The political fight over what will happen with thousands of immigrant children and their families on the US-Mexico border also became a test of the political clout of evangelicals close to the president. With the president's decision Wednesday to revise what's become known as the family separation policy, it appears that his faith advisors and the evangelical community at large may have played a crucial role in convincing President Trump to reverse course.
Rev. Samuel Rodriguez, one of the president's faith advisors and an outspoken immigration advocate known for working with both parties, says the informal group of faith advisors provided a tipping point.
"I would argue that this executive order would have never taken place without some of the faith advisors pushing back," he told CBN News late Wednesday. "The statements from evangelical leaders who supported the president on previous matters did not go unnoticed."

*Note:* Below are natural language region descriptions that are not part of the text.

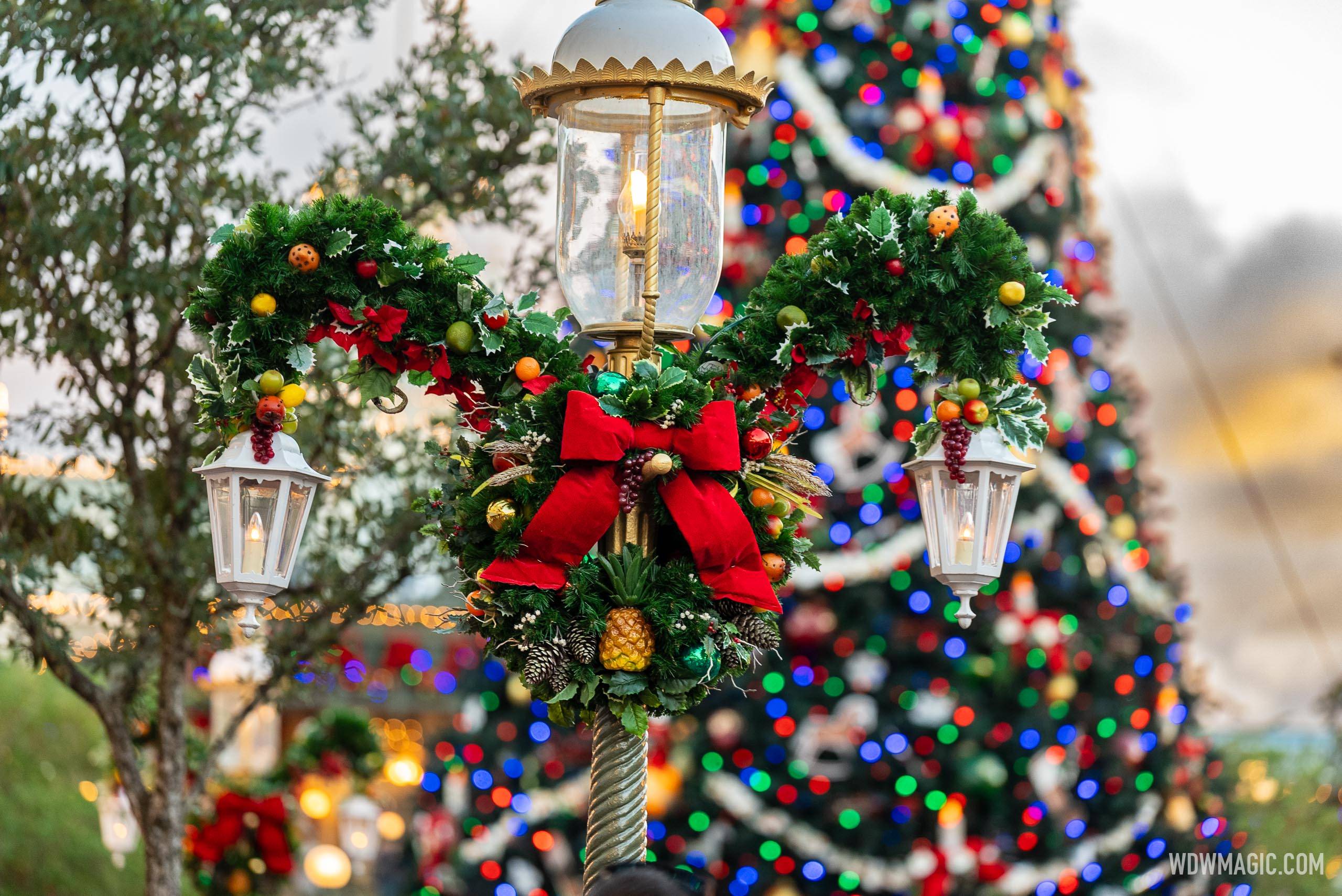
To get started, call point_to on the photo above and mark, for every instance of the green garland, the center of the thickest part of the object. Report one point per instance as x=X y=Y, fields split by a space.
x=950 y=288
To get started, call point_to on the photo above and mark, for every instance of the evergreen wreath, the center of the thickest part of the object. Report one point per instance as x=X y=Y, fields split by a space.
x=948 y=286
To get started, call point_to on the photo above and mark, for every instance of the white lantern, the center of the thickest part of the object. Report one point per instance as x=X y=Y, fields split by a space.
x=359 y=835
x=643 y=92
x=117 y=824
x=234 y=675
x=968 y=523
x=257 y=516
x=327 y=867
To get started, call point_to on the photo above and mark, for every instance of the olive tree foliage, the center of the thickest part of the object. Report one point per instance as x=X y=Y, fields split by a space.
x=129 y=130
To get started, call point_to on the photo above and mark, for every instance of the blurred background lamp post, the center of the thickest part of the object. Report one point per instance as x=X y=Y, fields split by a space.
x=257 y=518
x=117 y=824
x=643 y=92
x=968 y=523
x=234 y=675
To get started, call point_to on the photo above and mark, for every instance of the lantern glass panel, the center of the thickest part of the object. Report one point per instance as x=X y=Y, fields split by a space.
x=1002 y=497
x=222 y=525
x=259 y=499
x=603 y=198
x=298 y=497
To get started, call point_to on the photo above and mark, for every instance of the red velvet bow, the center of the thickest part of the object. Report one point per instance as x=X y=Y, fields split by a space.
x=584 y=502
x=231 y=813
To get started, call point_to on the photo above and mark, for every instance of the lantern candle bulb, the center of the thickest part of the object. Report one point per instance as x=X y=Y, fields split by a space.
x=254 y=547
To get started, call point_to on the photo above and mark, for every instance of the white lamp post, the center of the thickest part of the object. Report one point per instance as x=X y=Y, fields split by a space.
x=968 y=523
x=234 y=675
x=257 y=516
x=117 y=824
x=359 y=835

Rodriguez specifically cited humanitarian Franklin Graham who told CBN News last week that he considered the policy to be "disgraceful." He added, "It's terrible to see families ripped apart and I don't support that one bit."
He also cited the influence of pastor Jentezen Franklin, another faith advisor, who called for immigration reform in the last week while speaking out against Attorney General Jeff Sessions who used Romans 13 to defend the family separation policy.
Former Obama faith advisor Michael Wear, saw the policy debate as a real test of the access that many evangelical leaders have to the current administration, including the informal group of faith advisors. On Wednesday, he tweeted that the president "was forced to concede on the narrow but important issue of family separation" and lauded "people of faith who spoke out against this policy."
The broader evangelical community also pushed back against the policy, including the Southern Baptist denomination with a resolution issued at its annual meeting in Dallas, and the Evangelical Immigration Table with a direct letter to the president.
Southern Baptist immigration advocate Alan Cross said Wednesday, "I don't think it is hyperbole to say that the voice of the churches starting last week speaking against this officially began to turn the tide."
Alan Noble, the editor-in-chief of Christ and Pop Culture, also gave credit to evangelicals. "You have significant political leverage," he said.